Much of the credit for Kroc’s rise can be traced to a pair of brothers – Maurice and Richard McDonald – in San Bernardino, Calif., who operated a popular drive-in restaurant that offered tasty food at low prices. Kroc was a struggling salesman of milkshake mixers when he met the McDonald brothers, later convincing them to franchise their restaurant throughout the country, banking on a system of uniformity and value. When Kroc’s relationship with the brothers eventually soured, he opted to buy their business, including the company name and its golden arches logo, for $2.7 million in 1961.

Now headquartered in Chicago, McDonald’s has more than 40,000 outlets worldwide with annual sales topping $25 billion. It is the second largest private employer with more than 1.7 million employees, some 600,000 behind Walmart. In the mid-1990s, one company estimate boasted that one out of every eight Americans had worked for McDonald’s at some point in their lives.

2025 January 14 - Weekly Historical Quote - Ray Kroc - headshot
Ray Kroc*

Kroc, who died January 14, 1984 at the age of 81, was a revered figure in the food industry, utilizing many of the assembly-line procedures pioneered by Henry Ford, the founder of Ford Motor Co. He was an unabashed stickler for details, insisting on quality and consistency so that customers could expect the same experience at McDonald's restaurants around the world. His three-word slogan for McDonald’s was “Quality, Service, Cleanliness,” the so-called three-legged stool that became his motto.

“If you work just for money, you'll never make it, but if you love what you're doing and you always put the customer first, success will be yours,” said Kroc, who owned the San Diego Padres baseball team for 10 years before his death in 1984.

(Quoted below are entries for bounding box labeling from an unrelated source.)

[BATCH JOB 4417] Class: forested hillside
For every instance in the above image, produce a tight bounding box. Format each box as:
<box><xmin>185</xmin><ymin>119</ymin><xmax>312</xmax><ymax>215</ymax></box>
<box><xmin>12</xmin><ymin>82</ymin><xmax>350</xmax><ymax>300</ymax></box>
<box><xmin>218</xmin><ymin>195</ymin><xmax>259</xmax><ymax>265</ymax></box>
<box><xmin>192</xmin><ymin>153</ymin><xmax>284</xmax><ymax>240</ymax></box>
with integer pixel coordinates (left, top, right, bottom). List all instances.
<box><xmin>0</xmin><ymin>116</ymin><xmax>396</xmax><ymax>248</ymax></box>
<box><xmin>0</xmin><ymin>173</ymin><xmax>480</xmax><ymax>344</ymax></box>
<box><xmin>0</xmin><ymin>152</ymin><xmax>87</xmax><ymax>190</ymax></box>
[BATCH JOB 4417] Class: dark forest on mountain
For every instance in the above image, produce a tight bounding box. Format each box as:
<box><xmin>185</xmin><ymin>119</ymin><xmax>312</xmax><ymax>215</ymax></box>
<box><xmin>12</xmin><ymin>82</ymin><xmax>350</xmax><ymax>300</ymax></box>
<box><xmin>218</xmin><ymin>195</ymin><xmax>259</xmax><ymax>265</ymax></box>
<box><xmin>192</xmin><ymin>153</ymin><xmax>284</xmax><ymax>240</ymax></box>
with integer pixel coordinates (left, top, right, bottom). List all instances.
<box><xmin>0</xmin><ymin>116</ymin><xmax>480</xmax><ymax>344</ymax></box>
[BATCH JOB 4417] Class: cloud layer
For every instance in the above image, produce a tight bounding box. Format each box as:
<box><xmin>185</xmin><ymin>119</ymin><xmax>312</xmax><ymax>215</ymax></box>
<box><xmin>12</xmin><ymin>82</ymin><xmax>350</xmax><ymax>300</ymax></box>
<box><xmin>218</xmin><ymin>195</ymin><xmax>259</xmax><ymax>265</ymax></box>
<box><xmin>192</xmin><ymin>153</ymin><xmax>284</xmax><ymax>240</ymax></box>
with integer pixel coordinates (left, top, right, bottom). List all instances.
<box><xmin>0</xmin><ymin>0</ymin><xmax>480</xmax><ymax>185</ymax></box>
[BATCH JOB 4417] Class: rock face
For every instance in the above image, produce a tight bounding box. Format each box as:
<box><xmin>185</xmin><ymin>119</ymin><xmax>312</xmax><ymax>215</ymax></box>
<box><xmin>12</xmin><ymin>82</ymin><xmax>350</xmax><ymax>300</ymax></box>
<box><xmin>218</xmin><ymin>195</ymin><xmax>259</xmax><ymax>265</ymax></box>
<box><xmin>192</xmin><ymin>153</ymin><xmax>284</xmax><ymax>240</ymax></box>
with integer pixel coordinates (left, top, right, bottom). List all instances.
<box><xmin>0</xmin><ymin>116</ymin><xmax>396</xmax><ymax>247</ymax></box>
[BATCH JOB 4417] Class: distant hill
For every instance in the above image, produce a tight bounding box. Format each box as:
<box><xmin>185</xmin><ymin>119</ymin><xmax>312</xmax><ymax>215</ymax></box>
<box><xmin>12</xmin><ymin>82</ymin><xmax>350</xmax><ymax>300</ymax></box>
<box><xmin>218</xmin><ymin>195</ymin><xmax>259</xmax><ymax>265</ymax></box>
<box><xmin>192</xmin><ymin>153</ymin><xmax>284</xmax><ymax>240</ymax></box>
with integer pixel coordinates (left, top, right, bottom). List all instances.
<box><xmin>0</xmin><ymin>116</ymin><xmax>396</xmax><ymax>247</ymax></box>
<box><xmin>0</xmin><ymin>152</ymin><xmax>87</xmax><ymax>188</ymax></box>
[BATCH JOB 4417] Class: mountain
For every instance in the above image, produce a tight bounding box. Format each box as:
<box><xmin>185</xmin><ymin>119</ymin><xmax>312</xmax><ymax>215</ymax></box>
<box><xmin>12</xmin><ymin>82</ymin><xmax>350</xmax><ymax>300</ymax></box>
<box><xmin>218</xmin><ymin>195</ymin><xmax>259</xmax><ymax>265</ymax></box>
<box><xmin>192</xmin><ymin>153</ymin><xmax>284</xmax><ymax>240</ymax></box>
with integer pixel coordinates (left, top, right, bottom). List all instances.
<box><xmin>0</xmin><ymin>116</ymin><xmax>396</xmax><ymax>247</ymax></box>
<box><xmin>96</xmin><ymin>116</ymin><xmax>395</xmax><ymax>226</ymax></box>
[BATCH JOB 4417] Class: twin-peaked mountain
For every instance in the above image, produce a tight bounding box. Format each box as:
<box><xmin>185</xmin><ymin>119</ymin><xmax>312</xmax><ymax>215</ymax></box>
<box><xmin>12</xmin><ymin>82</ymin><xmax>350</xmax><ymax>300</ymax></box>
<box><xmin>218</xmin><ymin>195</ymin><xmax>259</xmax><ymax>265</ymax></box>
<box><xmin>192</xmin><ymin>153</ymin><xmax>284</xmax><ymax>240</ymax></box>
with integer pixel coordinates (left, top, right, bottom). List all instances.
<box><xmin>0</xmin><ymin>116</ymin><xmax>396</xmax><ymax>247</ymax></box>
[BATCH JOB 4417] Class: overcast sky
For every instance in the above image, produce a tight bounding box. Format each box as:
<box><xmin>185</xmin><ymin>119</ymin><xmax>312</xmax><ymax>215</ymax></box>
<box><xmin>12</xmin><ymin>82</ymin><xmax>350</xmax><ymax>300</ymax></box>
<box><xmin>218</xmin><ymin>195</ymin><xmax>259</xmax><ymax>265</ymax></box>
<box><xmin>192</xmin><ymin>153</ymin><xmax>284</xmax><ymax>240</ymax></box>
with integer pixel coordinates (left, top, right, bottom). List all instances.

Kroc was a noted philanthropist, starting the Kroc Foundation in 1965 to support medical research of chronic diseases, including diabetes, multiple sclerosis, and arthritis. He suffered from diabetes and arthritis, while his only daughter died from diabetes. He also inspired the creation of the Ronald McDonald House, the home away from home for families of children undergoing in-patient medical treatment. There are now nearly 400 such homes around the world. 

His wife, Joan Kroc, continued the family’s philanthropic ways, making bequests of $1.5 billion to The Salvation Army and $200 million to National Public Radio upon her death in 2003.

Her husband, of course, was the source that fueled her generosity. He also left these word treasures:

  • “To be successful, you must be daring, be first, and be different.”
  • “None of us is as good as all of us.”
  • “Luck is a dividend of sweat. The more you sweat, the luckier you get.”
  • “You’re only as good as the people you hire.”
  • “The definition of salesmanship is the gentle art of letting the customer have it your way.”